ROB BUCCINI AND I ARE RUNNING IN AND OUT of construction sites. We’re in the skeleton of what will soon be a 24-room luxury hotel in a Frank Furness-designed brownstone. Though we’re getting the side-eye from carpenters and electricians, Rob, 53, in a new blue suit and brown leather dress boots, isn’t shy. He grew up in a construction family. He fist-bumps people as we walk through their work zone to get a look at a subterranean bar they’re building.

I’m in town for a tour with Rob and his brother Chris, 50, the Wilmington natives who’ve changed the face of the city by investing in its downtown over the past two decades. We start our drive in the leafy neighborhoods north of downtown, with their mix of townhouses and stately homes. Once we cross I-95 into downtown Wilmington, excitement builds in the cab of Rob’s black Yukon. The brothers are pointing out construction cranes, buildings, and empty lots set to become something new. Occasionally talking over each other, Rob and Chris have a lot to show off.
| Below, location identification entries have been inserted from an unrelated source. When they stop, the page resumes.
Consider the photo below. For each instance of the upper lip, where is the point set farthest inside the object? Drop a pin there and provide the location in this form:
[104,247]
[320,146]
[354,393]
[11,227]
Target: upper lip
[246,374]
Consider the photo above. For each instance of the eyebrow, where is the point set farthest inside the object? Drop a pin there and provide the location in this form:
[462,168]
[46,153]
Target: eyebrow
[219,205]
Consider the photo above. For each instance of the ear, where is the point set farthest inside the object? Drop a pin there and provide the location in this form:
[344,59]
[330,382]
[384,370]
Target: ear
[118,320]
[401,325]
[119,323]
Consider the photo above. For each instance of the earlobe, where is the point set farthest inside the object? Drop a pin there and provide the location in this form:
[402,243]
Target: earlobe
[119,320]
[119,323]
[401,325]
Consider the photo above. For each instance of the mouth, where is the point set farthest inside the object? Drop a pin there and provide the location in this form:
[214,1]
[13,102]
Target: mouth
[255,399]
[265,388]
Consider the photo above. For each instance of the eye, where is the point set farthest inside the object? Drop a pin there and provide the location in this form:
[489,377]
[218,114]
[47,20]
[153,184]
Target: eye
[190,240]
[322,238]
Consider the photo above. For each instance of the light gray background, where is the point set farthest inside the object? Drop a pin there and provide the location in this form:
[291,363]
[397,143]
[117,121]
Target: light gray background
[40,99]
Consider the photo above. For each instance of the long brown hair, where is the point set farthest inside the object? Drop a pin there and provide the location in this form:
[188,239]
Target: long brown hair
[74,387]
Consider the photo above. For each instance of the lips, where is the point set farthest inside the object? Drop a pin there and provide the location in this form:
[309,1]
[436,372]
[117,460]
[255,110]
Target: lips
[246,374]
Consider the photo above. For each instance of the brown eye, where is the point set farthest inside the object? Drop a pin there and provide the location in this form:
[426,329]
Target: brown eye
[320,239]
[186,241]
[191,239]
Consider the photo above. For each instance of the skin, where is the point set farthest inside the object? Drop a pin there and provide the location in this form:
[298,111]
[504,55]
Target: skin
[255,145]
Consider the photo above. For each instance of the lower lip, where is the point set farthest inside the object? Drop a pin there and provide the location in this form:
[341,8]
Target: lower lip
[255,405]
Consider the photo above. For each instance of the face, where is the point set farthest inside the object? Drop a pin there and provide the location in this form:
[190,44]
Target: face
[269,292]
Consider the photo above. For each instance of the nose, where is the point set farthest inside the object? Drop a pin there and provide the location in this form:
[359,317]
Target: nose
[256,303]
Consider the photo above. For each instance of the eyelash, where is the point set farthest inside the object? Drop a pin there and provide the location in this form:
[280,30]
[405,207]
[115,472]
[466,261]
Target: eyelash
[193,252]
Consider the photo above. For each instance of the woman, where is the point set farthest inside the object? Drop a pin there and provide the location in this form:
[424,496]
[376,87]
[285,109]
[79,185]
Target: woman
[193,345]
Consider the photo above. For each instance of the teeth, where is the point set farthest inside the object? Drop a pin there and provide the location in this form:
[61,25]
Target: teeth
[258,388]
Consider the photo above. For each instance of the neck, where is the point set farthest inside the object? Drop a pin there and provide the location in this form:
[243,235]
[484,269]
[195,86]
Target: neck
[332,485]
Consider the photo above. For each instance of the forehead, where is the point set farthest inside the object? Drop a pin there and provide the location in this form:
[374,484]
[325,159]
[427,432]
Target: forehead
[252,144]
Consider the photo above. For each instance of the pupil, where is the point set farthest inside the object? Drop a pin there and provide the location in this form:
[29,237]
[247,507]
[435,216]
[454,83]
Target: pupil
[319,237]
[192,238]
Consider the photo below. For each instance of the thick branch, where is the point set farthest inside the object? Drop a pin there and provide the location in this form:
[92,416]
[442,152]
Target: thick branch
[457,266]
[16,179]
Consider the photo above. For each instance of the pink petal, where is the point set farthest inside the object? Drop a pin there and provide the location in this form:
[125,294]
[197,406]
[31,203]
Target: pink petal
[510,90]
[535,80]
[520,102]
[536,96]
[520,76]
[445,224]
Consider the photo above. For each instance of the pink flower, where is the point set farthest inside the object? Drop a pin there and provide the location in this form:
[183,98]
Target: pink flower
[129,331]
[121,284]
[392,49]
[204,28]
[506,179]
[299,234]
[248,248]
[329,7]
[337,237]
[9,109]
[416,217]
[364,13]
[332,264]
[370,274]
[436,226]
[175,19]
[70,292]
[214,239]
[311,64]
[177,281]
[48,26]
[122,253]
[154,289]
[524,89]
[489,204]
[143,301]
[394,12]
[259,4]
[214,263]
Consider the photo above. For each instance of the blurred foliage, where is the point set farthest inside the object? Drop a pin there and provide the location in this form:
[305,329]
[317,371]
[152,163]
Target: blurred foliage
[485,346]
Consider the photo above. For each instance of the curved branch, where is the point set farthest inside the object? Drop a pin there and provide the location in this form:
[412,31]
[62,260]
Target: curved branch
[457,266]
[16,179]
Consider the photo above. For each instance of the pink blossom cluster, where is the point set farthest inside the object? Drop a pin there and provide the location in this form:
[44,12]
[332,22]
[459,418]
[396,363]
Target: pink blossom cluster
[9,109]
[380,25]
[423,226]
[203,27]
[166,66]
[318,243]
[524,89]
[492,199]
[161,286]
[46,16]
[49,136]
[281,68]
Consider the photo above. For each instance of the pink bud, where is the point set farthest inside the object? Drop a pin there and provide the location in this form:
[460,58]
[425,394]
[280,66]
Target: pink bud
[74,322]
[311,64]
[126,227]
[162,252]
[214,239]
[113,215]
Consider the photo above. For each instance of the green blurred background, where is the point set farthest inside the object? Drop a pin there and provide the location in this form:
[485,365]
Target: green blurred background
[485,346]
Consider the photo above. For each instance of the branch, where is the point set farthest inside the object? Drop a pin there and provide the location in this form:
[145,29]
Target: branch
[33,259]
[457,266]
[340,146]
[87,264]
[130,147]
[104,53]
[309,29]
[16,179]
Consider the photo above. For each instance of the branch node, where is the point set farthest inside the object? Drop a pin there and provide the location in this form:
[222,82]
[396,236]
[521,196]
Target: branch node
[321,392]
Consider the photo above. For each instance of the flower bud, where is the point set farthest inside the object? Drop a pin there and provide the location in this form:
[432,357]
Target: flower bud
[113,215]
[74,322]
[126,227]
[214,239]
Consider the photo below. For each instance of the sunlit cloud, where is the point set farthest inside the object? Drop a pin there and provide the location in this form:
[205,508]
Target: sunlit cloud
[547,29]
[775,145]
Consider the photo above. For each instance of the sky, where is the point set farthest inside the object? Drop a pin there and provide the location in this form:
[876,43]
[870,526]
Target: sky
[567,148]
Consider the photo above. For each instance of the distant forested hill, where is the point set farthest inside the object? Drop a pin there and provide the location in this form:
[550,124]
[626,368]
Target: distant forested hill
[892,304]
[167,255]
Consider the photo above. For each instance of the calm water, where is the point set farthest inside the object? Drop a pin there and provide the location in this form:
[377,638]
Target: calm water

The Queen, a centuries-old concert hall at 5th and Market that seats 400, stood vacant for 55 years — so long that when BPG took over, the roof was barely there, and a “colored section” sign from the 1950s still hung in the balcony. The Queen has that frozen-in-time feeling, like Philly’s Divine Lorraine and the Met. Today, it hosts monthly drag brunches and local comedians, and it recently played host to the likes of Ingrid Michaelson and the now-late Biz Markie. The venue’s manager, Sam Blumin, just left a job with Live Nation in Los Angeles to come to Wilmington.

At the top of Market Street, the 217-room Hotel du Pont was built in the early 1900s as part of DuPont’s corporate headquarters. It’s grand, with 12 stories of Italian Renaissance architecture outside and Gilded Age design on the inside. BPG bought it from DuPont in 2017 and has since added DECO, a food hall and bar that’s just as popular among the lunch crowd as with the happy-hour set, and Le Cavalier, a French brasserie helmed by Wilmington native Tyler Akin, known for Philly restaurants Stock and Res Ipsa, two now-closed Best of Philly winners.

Over the years, the Buccinis have learned that if you want something done right, you do it yourself. That’s how they ended up not just owning but running the historic hotel — and a host of other Wilmington attractions that draw people to the city. 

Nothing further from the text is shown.